This is Part 1 from the series of posts dedicated to Abto DevOps engineers’ experience with building secure, reliable and scalable microservices-based architecture – in this case, for the FinTech industry.
The idea of the project was to build an Artificial Intelligence-based customer service automation solution for the client that works in the fintech domain. The project processes a big amount of sensitive data, which is why the security aspect was very important during project development and further support. The main goal is to process data from a few third-parties and store it to the other remote service. It adds additional difficulties to the task of building a secure and reliable communication between all the involved sides.
Project requirements overview
We faced the following key requirements for the DevOps team:
- system should run code written in several different programming languages;
- system should be able to securely connect to external back-office software systems;
- the system should automatically scale to be able to handle increasing loads;
- a big emphasis on the whole project’s security:
- application-level security;
- request filtering;
- secured development and production environments;
- secured communication;
- patch management;
- continuous security monitoring.
- development environment set up and application deployment should be as automated and easy as possible.
Based on that, we decided to base our architecture on the following:
- microservice architecture;
- each service should be isolated in a docker container;
- container are run using a containers orchestration tool (Kubernetes);
- the system will be deployed on AWS cloud.
High-level work overview
Each microservice is the smallest block of the system furthermore it serves the single feature only. To isolate it we packed all the microservices into separate Docker containers. It provides an ability to have a microservice’s template called Docker image and deploy as many instances as we need. Images are stored in Docker Container Registry that must be accessible for developers and/or CI/CD tools to deploy new images, and from the machines where docker instances are going to be hosted to download the required image.
The microservice can have a different loading at different periods or the whole system state. That is why each microservice must be scalable independently, which requires it to be stateless – do not store any data inside the container. The best way to overcome it is to use some central storage or database that is accessible for all the instances of the microservice at the same time if needed.
We can make as many microservices as we need to prepare a complex solution that covers all project functional requirements. The only obligation is to follow the architecture.
To manage it we selected the next toolset provided by Amazon Web Services (AWS):
- AWS Elastic Container Registry (ECR) – Docker container registry provides an ability to store our microservices’ docker images. It is accessible for developers, CI/CD tools, and Kubernetes cluster that gets images to run the container instances based on it.
- AWS Elastic Kubernetes Service (EKS) – management Kubernetes cluster service with high integration with AWS services. The base cluster includes master nodes only – the ones that are used for cluster management and do not run any workloads. Worker nodes should be requested additionally in the desired amount. They can be added or removed automatically – it is a way how we scale the cluster.
- AWS Application Load Balancer (ALB) – high available powerful load balancer service that provides advanced filtering and routing options because it works on the seventh level of the OSI model. It supports integration with additional security tools like AWS Web Application Firewall, etc.

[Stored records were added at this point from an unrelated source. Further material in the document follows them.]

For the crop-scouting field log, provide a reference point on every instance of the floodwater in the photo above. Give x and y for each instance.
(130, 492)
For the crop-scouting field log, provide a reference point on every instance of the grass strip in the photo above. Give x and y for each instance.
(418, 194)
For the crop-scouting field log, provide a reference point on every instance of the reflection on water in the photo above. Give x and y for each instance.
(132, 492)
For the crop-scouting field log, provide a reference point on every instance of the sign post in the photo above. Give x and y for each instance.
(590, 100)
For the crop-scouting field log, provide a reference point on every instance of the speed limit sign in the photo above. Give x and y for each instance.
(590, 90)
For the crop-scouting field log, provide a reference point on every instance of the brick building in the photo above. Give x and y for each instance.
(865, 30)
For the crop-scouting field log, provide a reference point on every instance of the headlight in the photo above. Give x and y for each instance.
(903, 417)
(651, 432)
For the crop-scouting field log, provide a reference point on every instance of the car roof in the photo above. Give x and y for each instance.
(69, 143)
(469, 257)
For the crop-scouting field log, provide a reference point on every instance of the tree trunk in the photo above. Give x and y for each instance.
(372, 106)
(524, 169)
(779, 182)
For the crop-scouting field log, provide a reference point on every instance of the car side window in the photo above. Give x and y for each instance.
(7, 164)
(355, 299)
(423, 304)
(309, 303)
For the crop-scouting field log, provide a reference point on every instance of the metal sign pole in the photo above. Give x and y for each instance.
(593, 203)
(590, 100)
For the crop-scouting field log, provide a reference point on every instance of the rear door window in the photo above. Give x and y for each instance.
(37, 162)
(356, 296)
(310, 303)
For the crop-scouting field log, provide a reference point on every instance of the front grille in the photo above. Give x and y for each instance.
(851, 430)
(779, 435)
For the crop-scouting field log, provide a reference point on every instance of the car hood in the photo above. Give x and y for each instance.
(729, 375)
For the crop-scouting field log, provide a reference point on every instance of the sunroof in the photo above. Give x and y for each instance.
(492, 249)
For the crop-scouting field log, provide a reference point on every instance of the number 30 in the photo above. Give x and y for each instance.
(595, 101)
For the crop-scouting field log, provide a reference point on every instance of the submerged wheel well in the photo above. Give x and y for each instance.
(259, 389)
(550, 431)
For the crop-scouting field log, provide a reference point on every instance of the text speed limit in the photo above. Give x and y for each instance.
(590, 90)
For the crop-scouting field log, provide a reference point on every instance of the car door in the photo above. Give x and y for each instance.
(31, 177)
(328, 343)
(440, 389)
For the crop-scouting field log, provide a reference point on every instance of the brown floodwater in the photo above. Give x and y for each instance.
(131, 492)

- AWS CloudWatch – monitoring and logging service. Provides an ability to gather the systems metrics and inform about the anomalies based on thresholds.
- AWS Elasticsearch – AWS managed Elasticsearch service with Kibana integrated. All the microservices’ logs are exported to Elasticsearch and visualized by Kibana.

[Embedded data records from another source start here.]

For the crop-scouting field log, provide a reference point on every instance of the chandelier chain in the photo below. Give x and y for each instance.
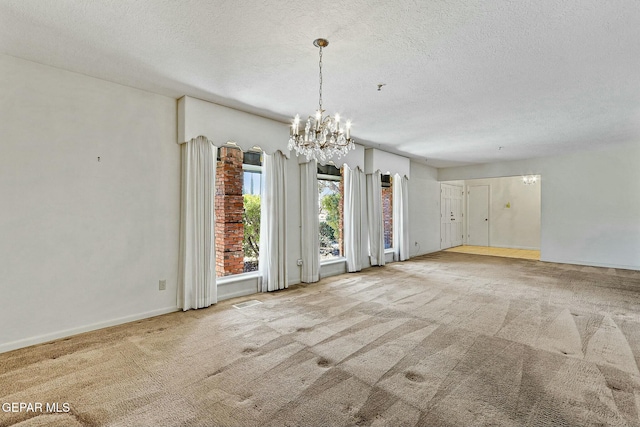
(320, 91)
(323, 137)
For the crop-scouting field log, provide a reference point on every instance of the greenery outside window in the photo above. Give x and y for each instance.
(387, 210)
(330, 212)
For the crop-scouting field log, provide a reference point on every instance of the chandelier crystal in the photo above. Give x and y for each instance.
(324, 136)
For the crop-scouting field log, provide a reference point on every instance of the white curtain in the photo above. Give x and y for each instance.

- Prometheus/Grafana – monitoring tools that can gather, organize, parse, and visualize a big variety of metrics.
In the picture below you can find the high-level scheme of how it works altogether:
The Kubernetes cluster is deployed based on AWS EKS with a few worker nodes. It has all the required things configured for adding new nodes in the case of the lack of resources. It is ready to deploy the microservices.
The microservice’s code is packed into the Docker container, the Docker image of which is built and uploaded to AWS ECR.
Microservice’s Kubernetes deploy configuration described in YAML format. It includes at least three main Kubernetes objects:
- POD – the smallest deployable computing unit that can be managed in Kubernetes. It may include one or a few containers. In our case, it is wrapped by a high-level object called Deployment which provides us with additional benefits. POD is an instance of our microservice. Docker container is placed in the POD, it may consist of one or a few containers. So, we add additional PODs when our microservice is under high loading. Each POD has resources requirements. In the case of a lack of resources on worker nodes to run the new POD, the new POD receives a PENDING state, which triggers the adding of a new worker node.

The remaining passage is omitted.